Monday's Poetry: "Hunger"

by Pa Rock
Concerned Citizen

Yesterday in this space I paid a bit of homage to Jon and Dorothea Bon Jovi, a pair of humanitarians who have started two "pay-it-forward" restaurants in New Jersey with the intent of feeding the hungry and offering a restaurant experience to people who would otherwise seldom (if ever) have the opportunity to dine out.

Today, using poetry as a platform, I would like to continue exploring the impact that hunger has on our country, a nation which many believe is one of the better-fed places on earth.  Many of us here in the United States eat very well, but that does not mean that hunger within our borders is not a serious impediment to the health and lives of many of our fellow citizens.

Here are just a few facts that I gleaned from an internet search regarding "food insecurity" in the United States.  Overall it appears that about one in seven Americans is impacted by hunger on a more-or-less regular basis.

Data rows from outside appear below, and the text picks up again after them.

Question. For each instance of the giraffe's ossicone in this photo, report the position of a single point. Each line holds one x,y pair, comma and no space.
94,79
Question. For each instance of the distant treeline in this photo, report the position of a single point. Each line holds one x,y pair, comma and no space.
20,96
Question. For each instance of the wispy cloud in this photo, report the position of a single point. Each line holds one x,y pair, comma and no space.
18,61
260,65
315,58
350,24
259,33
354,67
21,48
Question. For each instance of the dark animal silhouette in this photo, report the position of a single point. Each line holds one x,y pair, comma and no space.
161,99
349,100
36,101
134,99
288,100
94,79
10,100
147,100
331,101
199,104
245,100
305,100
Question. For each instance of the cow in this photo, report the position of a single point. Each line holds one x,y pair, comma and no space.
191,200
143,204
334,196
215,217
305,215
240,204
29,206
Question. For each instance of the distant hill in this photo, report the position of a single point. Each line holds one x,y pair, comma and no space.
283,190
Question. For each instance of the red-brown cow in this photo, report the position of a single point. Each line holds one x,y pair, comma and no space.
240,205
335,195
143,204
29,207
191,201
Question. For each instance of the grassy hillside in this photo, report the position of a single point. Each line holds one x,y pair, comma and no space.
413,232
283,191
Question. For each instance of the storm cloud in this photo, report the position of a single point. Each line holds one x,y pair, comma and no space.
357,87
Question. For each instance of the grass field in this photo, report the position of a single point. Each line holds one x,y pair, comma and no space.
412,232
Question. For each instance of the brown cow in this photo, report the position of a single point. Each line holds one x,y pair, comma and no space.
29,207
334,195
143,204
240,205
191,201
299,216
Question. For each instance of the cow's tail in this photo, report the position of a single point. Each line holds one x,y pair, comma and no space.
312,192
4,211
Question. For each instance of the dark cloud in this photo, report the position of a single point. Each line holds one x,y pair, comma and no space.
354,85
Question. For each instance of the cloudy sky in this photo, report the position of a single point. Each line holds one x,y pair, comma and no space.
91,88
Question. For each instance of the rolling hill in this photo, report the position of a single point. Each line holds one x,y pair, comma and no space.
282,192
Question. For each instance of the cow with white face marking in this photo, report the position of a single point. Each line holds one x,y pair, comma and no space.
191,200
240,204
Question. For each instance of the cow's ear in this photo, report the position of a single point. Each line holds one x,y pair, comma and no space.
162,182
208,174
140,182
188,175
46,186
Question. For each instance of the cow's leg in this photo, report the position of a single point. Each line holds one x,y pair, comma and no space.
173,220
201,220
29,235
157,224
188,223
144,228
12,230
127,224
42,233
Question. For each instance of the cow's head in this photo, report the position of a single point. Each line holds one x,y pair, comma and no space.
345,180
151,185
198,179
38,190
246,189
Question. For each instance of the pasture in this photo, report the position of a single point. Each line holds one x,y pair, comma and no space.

Between 2012 and 2014 the national average for food insecurity among all Americans was 14.3 percent.  During those same years, fourteen states exhibited statistically significant higher household food insecurity rates than than national average.  That roll of shame includes:

Mississippi  (22%), Arkansas (land of the Walton billionaires) (19.9%), Louisiana  (17.6%), Kentucky  (17.5%), Texas  (17.2%), Ohio  (16.9%), Alabama (16.8%), MISSOURI (16.8%), North Carolina (16.7%), Oklahoma  (16.5%), Tennessee (16.3%), Maine  (16.2), Oregon (16.1%) and Kansas  (15.9%).

(My home state of Missouri had the double indignity of not only making the list, but also of tying Alabama!)

Here, to memorialize this national disgrace, is a poem by the late British poet Robert Laurence Binyon, entitled simply "Hunger," which personifies the quiet and determined killer.  May heroic patriots like the Bon Jovi's eventually put an end to his persistent reign of pain, suffering, and death.

by Robert Laurence Binyon

I come among the peoples like a shadow.
I sit down by each man's side.
None sees me, but they look on one another,
And know that I am there.
My silence is like the silence of the tide
That buries the playground of children;
Like the deepening of frost in the slow night,
When birds are dead in the morning.
Armies trample, invade, destroy,
With guns roaring from earth and air.
I am more terrible than armies,
I am more feared than the cannon.
Kings and chancellors give commands;
I give no command to any;
But I am listened to more than kings
And more than passionate orators.
I unswear words, and undo deeds.
Naked things know me.
I am first and last to be felt of the living.